As a tutor with Wyzant.com I can view a list of online tutor jobs throughout the USA; specifically tutoring requests made by students in my subject areas. The list changes as new student requests are posted and as previously posted ones are removed (because a tutor connection was made, usually.) I save the list of the most recent 100 job posts each morning in a date-coded html file. These files are ingested and populate/update a Jobs database file.
By tracking a tutoring job request from the day it appears until it is gone from the list, I determine how quickly each tutor job was accepted and can then see how that time varies with parameters, e.g. with ZIP code or tutoring subject. A second database table with ZIP code as the primary key is used to include other data, currently, from the IRS Income Tax Statistics for a recent year.
In the sqlite database I have three tables: one listing the daily files,
one for the cumulative list of jobs,
and one with information based on ZIP codes.
For this last one, I read in IRS tax return data by ZIP code
(2015, all States, includes AGI; put in IRS_2015_data/15zpallagi.csv)
which ZIPload.py
reads and uses the numbers of returns in different
income ranges to create a number indicating the low-income level of a ZIP code
(roughly the fraction of incomes <$25k minus the fraction with incomes >$100k.)
Most of the code is straight forward and based on examples
from Python for Everybody. One unique aspect is the routine
get_jobs_info( )
in wyzhelp.py
: the parsing of the html jobs list is
carried out with an explicit finite-state machine design to accomodate the
variability of each posted job's html fields, etc.

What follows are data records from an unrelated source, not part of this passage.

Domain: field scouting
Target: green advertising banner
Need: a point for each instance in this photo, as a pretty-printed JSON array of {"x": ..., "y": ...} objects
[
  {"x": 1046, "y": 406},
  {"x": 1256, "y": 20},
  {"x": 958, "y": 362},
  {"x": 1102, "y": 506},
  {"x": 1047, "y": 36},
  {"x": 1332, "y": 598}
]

Using sqlitebrowser, the sqlite data can be exported as Jobs.csv and Files.csv; these can be read into display software such as Tableau. Snapshot(s) showing the results are on my Tableau Public page .
Steps 1 and 2 are all that are required to populate the Jobs database; having the ZIP codes in the database is sufficient for Tableau to do geomapping.
-
Each morning: Download html page of the most recent 100 WyzAnt jobs available in my subjects. Use "Save page as..." in Chrome to save to a file,
yyyy-mm-dd_A.html
, in the dirWyzAntDaily_Data/
(an example dir with a few files is included here.) -
Ingest the new html file(s) and update job information by running:
$ python WyzIngest.py
The following step creates a word cloud from the job descriptions' text.

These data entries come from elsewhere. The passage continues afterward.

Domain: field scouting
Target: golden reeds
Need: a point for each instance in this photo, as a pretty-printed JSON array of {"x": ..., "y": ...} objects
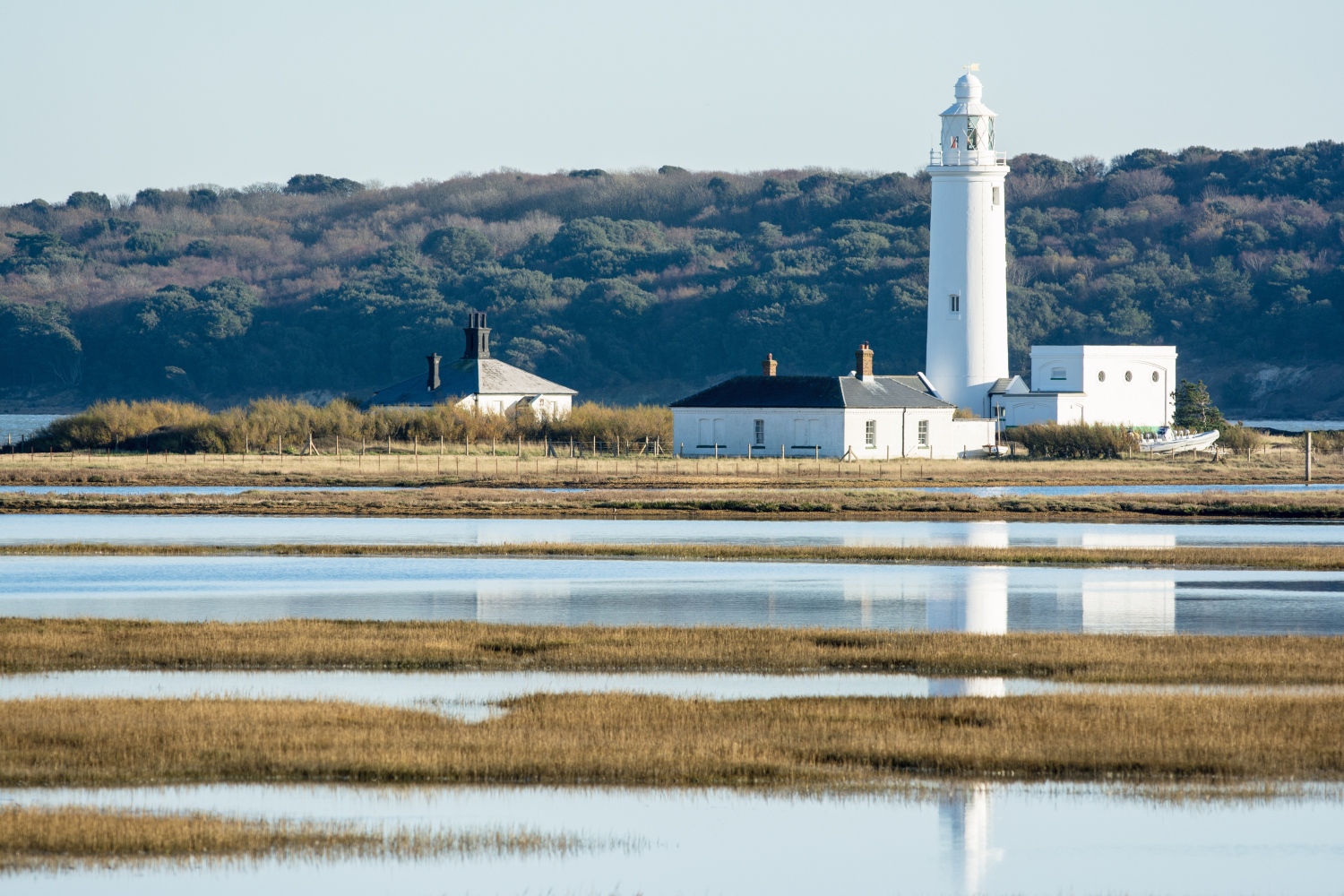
[
  {"x": 37, "y": 837},
  {"x": 645, "y": 740},
  {"x": 1225, "y": 557},
  {"x": 48, "y": 645},
  {"x": 737, "y": 503}
]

- For word-cloud visualiztion run:
$ python WyzWord.py
. Output is written to gword.js ; open gword.htm in a browser to see the vizualization.
- Make a WyzSummary.py to list useful stats from the Jobs db, possibly selecting ones I should apply for ;-)
- Add daystr to the Files table in wyzjobs.sqlite db (or do this in Tableau from the file's date): it would be a string code for the day-of-week the job was posted, i.e., the day before the html file's date (since the file is captured in the morning and most jobs are submitted the previous day/night).